On your mark…get set…email?

One of my pet peeves as an educator is when instructors complain about students’ lack of email etiquette (though I know I have also been guilty of this in the past). Instead, like many other educators, I have stopped complaining about student emails, which are merely a product of unfamiliarity with the genre’s conventions. Just as I teach students how to write according to the conventions of academic writing as a genre (even as we critique and problematize these conventions), I have embraced teaching students to write emails as an opportunity to discuss the conventions of different rhetorical situations and strengthen their persuasive writing techniques. In this blog, I describe how I used a persuasive email competition to reinforce the semester’s lessons on rhetoric and incentivize strong student writing.
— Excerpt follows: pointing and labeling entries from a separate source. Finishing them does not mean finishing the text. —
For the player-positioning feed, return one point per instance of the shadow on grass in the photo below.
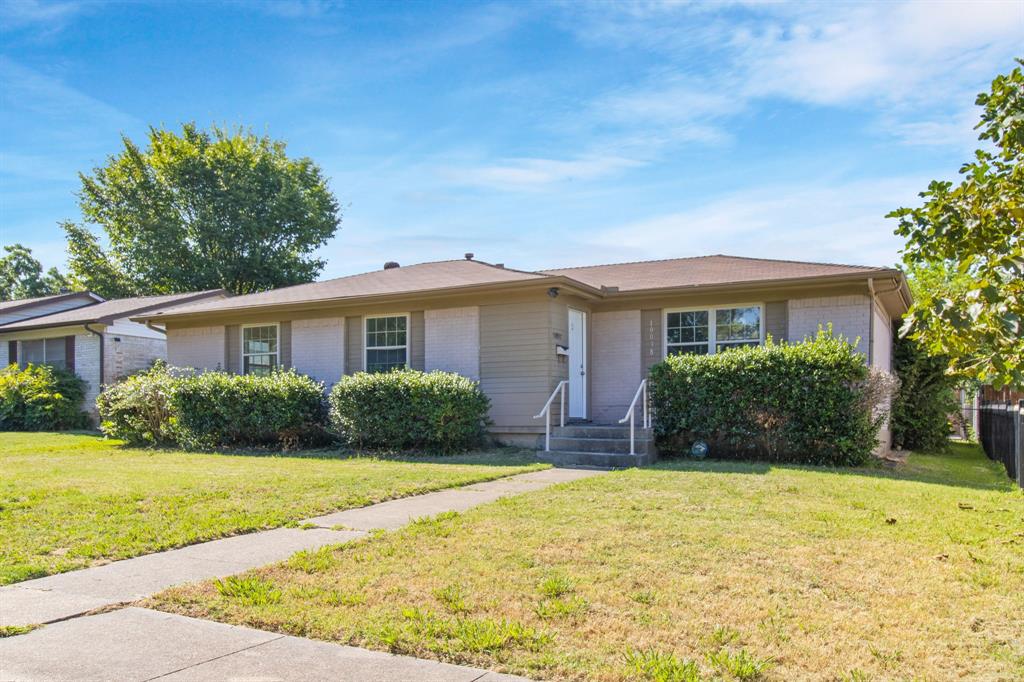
(962, 465)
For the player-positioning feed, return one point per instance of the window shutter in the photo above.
(70, 352)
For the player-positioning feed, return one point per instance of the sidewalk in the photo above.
(140, 644)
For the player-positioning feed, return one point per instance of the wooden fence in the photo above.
(1000, 429)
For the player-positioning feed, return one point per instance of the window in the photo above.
(259, 349)
(44, 351)
(712, 330)
(387, 343)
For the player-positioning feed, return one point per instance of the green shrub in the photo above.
(41, 398)
(406, 410)
(814, 402)
(169, 406)
(215, 409)
(926, 398)
(137, 410)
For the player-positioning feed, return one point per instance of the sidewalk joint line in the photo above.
(223, 655)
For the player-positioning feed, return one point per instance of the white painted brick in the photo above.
(452, 341)
(127, 354)
(850, 317)
(318, 348)
(199, 347)
(87, 367)
(614, 363)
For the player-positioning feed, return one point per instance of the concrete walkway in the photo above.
(143, 644)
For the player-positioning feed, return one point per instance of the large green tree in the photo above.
(201, 210)
(22, 275)
(974, 231)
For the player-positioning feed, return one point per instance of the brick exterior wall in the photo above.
(318, 348)
(850, 316)
(615, 363)
(129, 355)
(452, 341)
(199, 347)
(87, 367)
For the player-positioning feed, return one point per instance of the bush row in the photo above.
(814, 402)
(40, 398)
(400, 410)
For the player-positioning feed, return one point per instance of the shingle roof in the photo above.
(25, 302)
(109, 310)
(704, 270)
(407, 280)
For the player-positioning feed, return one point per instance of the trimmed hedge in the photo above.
(813, 402)
(216, 409)
(211, 410)
(137, 410)
(407, 409)
(41, 398)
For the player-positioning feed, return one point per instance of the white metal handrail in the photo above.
(546, 412)
(631, 414)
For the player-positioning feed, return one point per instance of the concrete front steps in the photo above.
(598, 445)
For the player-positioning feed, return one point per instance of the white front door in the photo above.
(578, 364)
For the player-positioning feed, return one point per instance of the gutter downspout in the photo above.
(101, 343)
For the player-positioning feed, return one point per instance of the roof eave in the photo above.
(754, 284)
(371, 299)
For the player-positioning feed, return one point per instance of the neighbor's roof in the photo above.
(408, 280)
(704, 271)
(596, 280)
(109, 310)
(10, 306)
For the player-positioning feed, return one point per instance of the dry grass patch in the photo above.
(69, 501)
(685, 571)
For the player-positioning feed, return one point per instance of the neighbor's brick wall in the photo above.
(87, 367)
(130, 354)
(850, 316)
(452, 341)
(614, 363)
(199, 347)
(318, 348)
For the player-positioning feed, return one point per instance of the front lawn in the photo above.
(685, 570)
(70, 501)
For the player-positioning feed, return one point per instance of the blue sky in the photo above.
(539, 134)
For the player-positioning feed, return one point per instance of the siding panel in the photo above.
(517, 359)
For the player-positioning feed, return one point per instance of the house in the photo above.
(520, 333)
(82, 332)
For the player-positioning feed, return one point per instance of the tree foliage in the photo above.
(22, 275)
(201, 210)
(975, 231)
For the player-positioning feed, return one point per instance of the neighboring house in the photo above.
(82, 332)
(520, 333)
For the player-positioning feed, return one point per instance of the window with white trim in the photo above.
(712, 330)
(387, 343)
(44, 351)
(259, 349)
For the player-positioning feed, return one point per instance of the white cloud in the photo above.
(538, 173)
(33, 13)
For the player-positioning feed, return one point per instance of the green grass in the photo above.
(69, 501)
(685, 570)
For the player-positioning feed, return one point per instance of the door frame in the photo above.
(584, 352)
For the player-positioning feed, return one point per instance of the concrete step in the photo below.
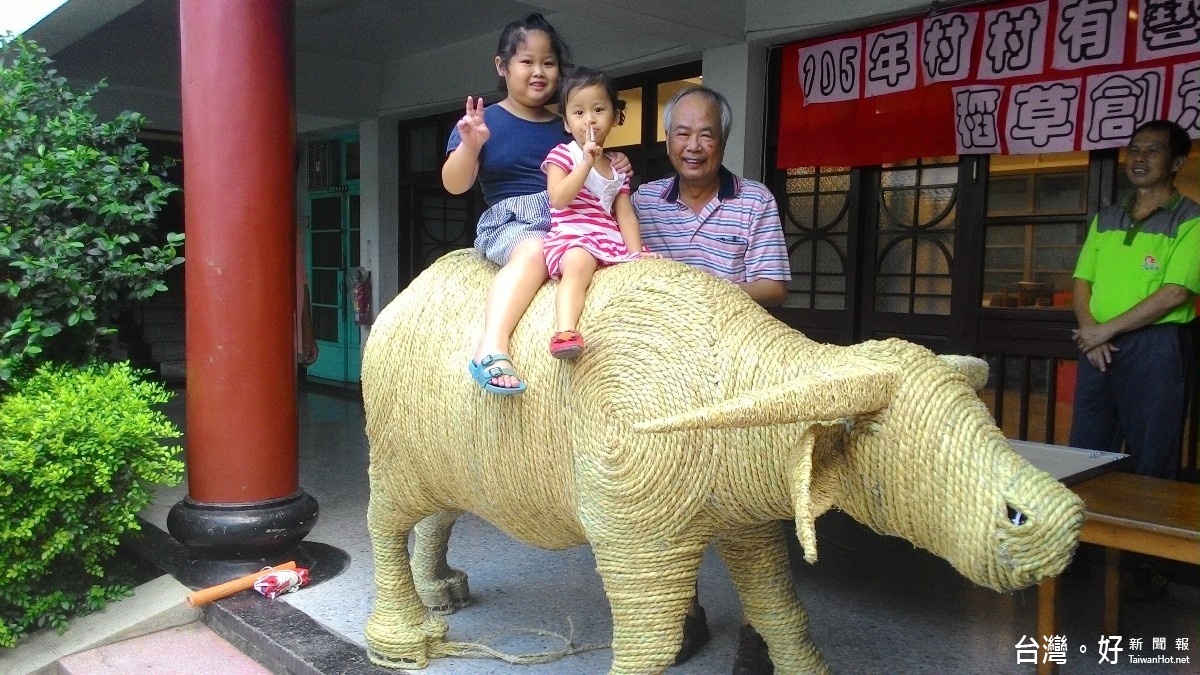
(155, 605)
(193, 647)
Some background: Initially, I shied away from teaching students how to write emails, worrying that it would emphasize the professional, careerist aspects of writing at the expense of critical thinking about language as a source of power. My classes aim to familiarize students with the structural nature of racism, sexism, and injustice, and I worried that, somehow, teaching students to write effective emails would undermine these lessons. Gradually, I came to realize, first, that learning how to communicate effectively in different rhetorical situations is necessary, whether you are running a major corporation or organizing a resistance movement. Second, I realized that demystifying the conventions of email writing (and cover letters), as I try to demystify the conventions of essay-writing, could make a small contribution to helping my students–many of whom are immigrants, working class, students of color, and/or the first in their families to attend college–get into the graduate programs, internships, and professions they desire.

In general, my courses emphasize collaboration: I help students develop the skills to successfully break down large projects, equitably distribute work, and collectively create a final project that is better than what any one student could have created on their own. Ask my students and they will tell you that I constantly talk about how collaboration is not natural — how, in fact, most of our education trains us to compete with one another — and how we must put deliberate effort into unlearning this individualism. However, I have also seen small-stakes competitions take students’ writing to a new level. This past semester, in my writing course on “The Purpose of Education” at Queens College, after four months of collaboration including a collaboratively-authored final project, I gave students a reprieve and assigned a small email-writing competition for students who had missed assignments earlier in the semester and were in need of some extra credit.